How is Turing related to Gradiant?
Turing was spun out of Gradiant in 2023 as an independent company, with Gradiant holding a minority stake. It grew from a SmartOps product line Hiep Le started inside Gradiant in 2021, plus two digital startups, Synauta and SpaceAge Labs. Turing runs plants for Gradiant clients but sells to the whole industry.
How much funding has Turing raised?
Turing raised a $14 million Series A in February 2025, led by Safar Partners, to scale its AI water-management platforms and expand globally. The round is the market's first major bet on Turing as an independent company, which aims to follow Gradiant's path toward unicorn status over five to seven years.
Where is Hiep Le based, and where can I hear him?

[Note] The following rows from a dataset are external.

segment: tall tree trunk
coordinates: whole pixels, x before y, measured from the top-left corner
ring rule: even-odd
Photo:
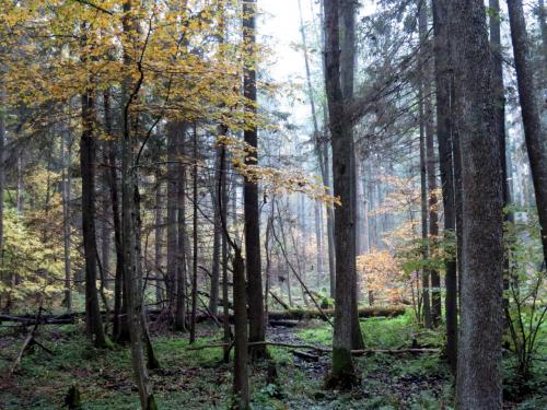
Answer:
[[[68,136],[61,137],[61,156],[62,156],[62,232],[65,247],[65,307],[67,313],[72,312],[72,258],[70,248],[72,244],[70,232],[70,201],[72,191],[72,178],[70,164],[72,163],[72,144],[68,141]]]
[[[313,121],[313,132],[314,132],[314,149],[315,149],[315,155],[317,159],[317,163],[319,165],[322,178],[323,178],[323,184],[326,184],[325,179],[328,179],[325,177],[325,164],[323,161],[323,151],[322,151],[322,144],[323,142],[321,141],[321,132],[319,132],[319,126],[318,126],[318,120],[317,120],[317,110],[315,108],[315,98],[313,96],[313,85],[312,85],[312,72],[310,69],[310,58],[307,56],[307,38],[306,38],[306,33],[305,33],[305,27],[304,27],[304,17],[302,15],[302,1],[299,0],[299,15],[300,15],[300,33],[302,35],[302,45],[303,45],[303,51],[304,51],[304,63],[305,63],[305,70],[306,70],[306,86],[307,86],[307,96],[310,98],[310,108],[311,108],[311,114],[312,114],[312,121]],[[316,201],[315,202],[315,244],[316,244],[316,253],[317,253],[317,283],[321,282],[321,278],[323,276],[324,271],[324,258],[323,258],[323,212],[322,212],[322,207],[321,202]],[[328,210],[327,210],[328,212]],[[317,286],[318,288],[318,286]],[[267,292],[266,292],[267,296]]]
[[[218,152],[218,151],[217,151]],[[218,163],[218,154],[217,161]],[[217,206],[218,201],[214,200],[214,195],[212,196],[213,202],[213,239],[212,239],[212,266],[211,266],[211,289],[209,290],[209,311],[217,315],[219,309],[219,284],[220,284],[220,254],[221,254],[221,239],[222,239],[222,229],[220,226],[220,215],[219,208]]]
[[[428,2],[423,1],[421,8],[423,23],[427,28]],[[427,36],[427,35],[426,35]],[[430,42],[426,38],[426,52],[430,55]],[[428,171],[428,194],[429,194],[429,239],[434,243],[439,237],[439,214],[437,198],[437,173],[435,173],[435,151],[434,151],[434,125],[433,125],[433,104],[431,102],[431,83],[433,77],[431,63],[424,62],[423,66],[423,108],[426,109],[426,139],[427,139],[427,171]],[[430,248],[431,253],[431,248]],[[431,257],[431,255],[430,255]],[[431,320],[433,326],[441,324],[441,277],[439,270],[432,267],[430,269],[431,279]]]
[[[95,235],[95,107],[93,91],[82,94],[82,136],[80,139],[80,171],[82,174],[82,236],[85,258],[85,324],[96,347],[105,347],[106,338],[98,307],[96,289],[97,244]]]
[[[423,92],[420,84],[420,204],[421,204],[421,257],[423,267],[421,268],[421,306],[423,313],[423,324],[427,328],[431,328],[431,296],[429,293],[429,245],[428,245],[428,172],[427,172],[427,151],[426,151],[426,129],[424,129],[424,113],[423,113]]]
[[[354,0],[341,0],[340,2],[340,24],[341,24],[341,52],[340,52],[340,82],[344,104],[346,105],[353,98],[353,78],[356,71],[356,5]],[[344,112],[346,116],[346,112]],[[349,118],[348,118],[349,119]],[[357,167],[354,155],[354,140],[353,140],[353,126],[349,124],[348,119],[346,131],[348,132],[348,140],[350,140],[350,157],[346,157],[349,164],[349,183],[350,183],[350,198],[348,206],[350,207],[352,237],[353,237],[353,266],[351,268],[351,345],[352,349],[364,349],[363,335],[361,332],[361,325],[359,324],[358,315],[358,286],[357,286]],[[334,153],[333,153],[334,156]],[[336,219],[335,219],[336,223]],[[342,259],[344,260],[344,259]]]
[[[437,89],[437,137],[439,142],[439,166],[444,209],[444,239],[451,241],[455,234],[456,215],[454,203],[454,166],[452,155],[451,120],[451,67],[449,44],[447,0],[433,0],[433,31]],[[444,298],[446,321],[446,356],[452,373],[457,363],[457,278],[456,259],[445,261],[446,296]]]
[[[539,31],[542,32],[542,50],[544,52],[544,82],[547,81],[547,14],[545,12],[544,0],[537,2],[537,19],[539,20]]]
[[[528,60],[528,36],[522,0],[508,0],[508,9],[524,138],[528,151],[532,181],[536,192],[544,260],[547,261],[547,138],[542,130],[539,108],[534,92],[533,68]]]
[[[335,209],[336,308],[333,336],[333,370],[327,386],[349,387],[354,383],[351,359],[353,337],[356,230],[352,194],[353,138],[347,122],[340,82],[340,0],[325,0],[325,81],[333,144]],[[351,295],[348,297],[348,294]]]
[[[108,185],[112,203],[112,220],[114,224],[114,245],[116,249],[116,276],[114,279],[114,326],[113,336],[117,342],[129,341],[127,316],[125,315],[125,285],[124,285],[124,249],[121,246],[121,219],[119,209],[117,141],[113,140],[113,120],[110,107],[110,90],[103,94],[105,131],[110,137],[107,141]]]
[[[434,221],[430,221],[431,216],[437,215],[431,212],[431,160],[429,154],[430,139],[431,139],[431,101],[429,94],[431,89],[428,84],[427,75],[427,49],[428,49],[428,10],[424,0],[418,0],[419,15],[418,15],[418,30],[420,35],[420,84],[419,84],[419,109],[420,109],[420,181],[421,181],[421,239],[422,239],[422,306],[423,306],[423,324],[427,328],[433,327],[433,315],[431,312],[431,274],[432,270],[429,268],[430,246],[429,246],[429,229]],[[434,177],[434,175],[433,175]],[[429,201],[428,201],[429,198]],[[429,222],[429,223],[428,223]]]
[[[456,408],[501,409],[503,198],[486,10],[453,0],[450,12],[464,194]]]
[[[161,156],[161,145],[158,143],[158,155]],[[162,174],[158,169],[155,173],[155,210],[154,210],[154,284],[155,284],[155,303],[163,305],[163,278],[162,278],[162,244],[163,244],[163,215],[162,215]]]
[[[165,274],[165,290],[167,303],[171,309],[175,308],[176,294],[176,271],[177,271],[177,199],[178,199],[178,178],[177,162],[177,125],[171,122],[167,125],[167,267]]]
[[[244,139],[252,148],[245,163],[256,165],[258,153],[256,115],[256,0],[243,3],[243,43],[247,47],[244,67],[244,96],[247,98],[245,110],[252,115],[252,124],[245,126]],[[258,207],[258,185],[245,178],[243,189],[245,210],[245,259],[247,267],[249,342],[264,341],[266,327],[264,321],[263,276],[260,270],[260,211]],[[256,345],[251,349],[253,360],[266,358],[266,347]]]
[[[228,127],[220,127],[220,136],[228,134]],[[230,327],[230,308],[229,308],[229,292],[228,292],[228,234],[224,232],[223,226],[228,225],[228,207],[229,207],[229,196],[228,196],[228,180],[226,180],[226,149],[222,144],[219,147],[219,177],[217,179],[217,207],[219,212],[219,224],[222,233],[222,328],[223,342],[226,344],[224,348],[224,363],[230,362],[230,348],[229,344],[232,341],[232,329]]]
[[[124,2],[123,28],[127,37],[127,44],[124,44],[124,65],[128,71],[133,63],[132,52],[128,47],[138,44],[138,22],[131,10],[131,0]],[[138,98],[142,85],[143,74],[139,65],[141,77],[136,82],[131,75],[126,75],[123,82],[123,139],[121,139],[121,232],[124,250],[124,282],[126,293],[126,314],[130,336],[131,363],[135,373],[135,379],[139,390],[141,409],[155,410],[154,395],[152,384],[148,374],[144,361],[143,342],[143,301],[141,297],[142,289],[142,266],[140,259],[140,212],[139,212],[139,189],[138,189],[138,167],[135,159],[135,138],[133,131],[135,114],[131,113],[132,104]]]
[[[196,314],[198,307],[198,133],[197,126],[194,122],[194,166],[191,169],[191,188],[193,188],[193,199],[194,199],[194,210],[193,210],[193,245],[194,249],[191,253],[191,321],[190,321],[190,343],[196,341]]]
[[[498,125],[498,139],[500,141],[501,175],[503,180],[503,208],[510,204],[507,149],[505,149],[505,90],[503,86],[503,56],[501,49],[501,15],[499,0],[490,0],[490,48],[492,50],[492,86],[496,98],[496,120]],[[504,213],[504,220],[510,221],[511,214]],[[503,290],[509,291],[509,258],[503,257]],[[509,298],[503,296],[503,307],[509,307]],[[505,328],[509,327],[508,320],[504,321]]]
[[[174,279],[174,307],[175,307],[175,329],[186,331],[186,272],[187,263],[186,258],[189,255],[187,251],[187,237],[186,237],[186,164],[184,161],[184,144],[187,125],[177,124],[176,126],[176,145],[175,152],[177,153],[176,165],[176,212],[177,220],[175,231],[176,235],[176,256],[175,256],[175,277]]]
[[[0,70],[2,68],[0,67]],[[3,73],[0,71],[0,263],[3,263],[3,188],[4,188],[4,140],[5,140],[5,90]],[[0,281],[4,281],[0,274]],[[0,295],[1,296],[1,295]],[[0,297],[0,309],[2,308]]]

Hiep Le is based in Singapore, where Turing is strongest, though the company is headquartered in Boston. He appeared once on the (don't) Waste Water podcast, in 2025, to tell the story behind Turing's $14 million Series A; that episode is linked above to read, listen to or watch.
Is Hiep Le the same as Turing?
No. Hiep Le is the person, the CEO and founding leader of Turing; Turing is the company, an AI-for-water business spun out of Gradiant. Hiep Le previously held senior engineering roles at Gradiant and Osmoflo before carving Turing's digital products out into an independent company in 2023.